Sur l'obligation de quitter le territoire français :

4. L'ensemble des moyens dirigés contre l'obligation de quitter le territoire français doivent être écartés pour les mêmes motifs que ceux énoncés au point 3.

5. Il résulte de tout ce qui précède que M. A n'est pas fondé à demander l'annulation de l'arrêté du préfet de Mayotte du 31 décembre 2020. Par voie de conséquence les conclusions à fin d'injonction et de frais de justice doivent être rejetées.

D E C I D E :

Article 1er : La requête de M. A est rejetée.

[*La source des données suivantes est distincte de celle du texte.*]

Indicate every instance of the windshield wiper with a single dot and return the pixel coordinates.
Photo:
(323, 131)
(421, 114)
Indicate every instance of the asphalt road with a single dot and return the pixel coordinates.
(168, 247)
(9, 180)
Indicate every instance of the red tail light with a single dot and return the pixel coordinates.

Article 2 : Le présent jugement sera notifié à M. C A et au préfet de Mayotte.

Délibéré après l'audience du 4 avril 2023, à laquelle siégeaient :

M. Bauzerand, président,

M. Caille, premier conseiller,

M. Felsenheld, premier conseiller.

Rendu public par mise à disposition au greffe le 28 avril 2023.

Le rapporteur,

R. B Le président,

Ch. BAUZERAND

La greffière,

D. MDERE

La République mande et ordonne au préfet de Mayotte en ce qui le concerne ou à tous commissaires de justice à ce requis en ce qui concerne les voies de droit commun contre les parties privées, de pourvoir à l'exécution de la présente décision.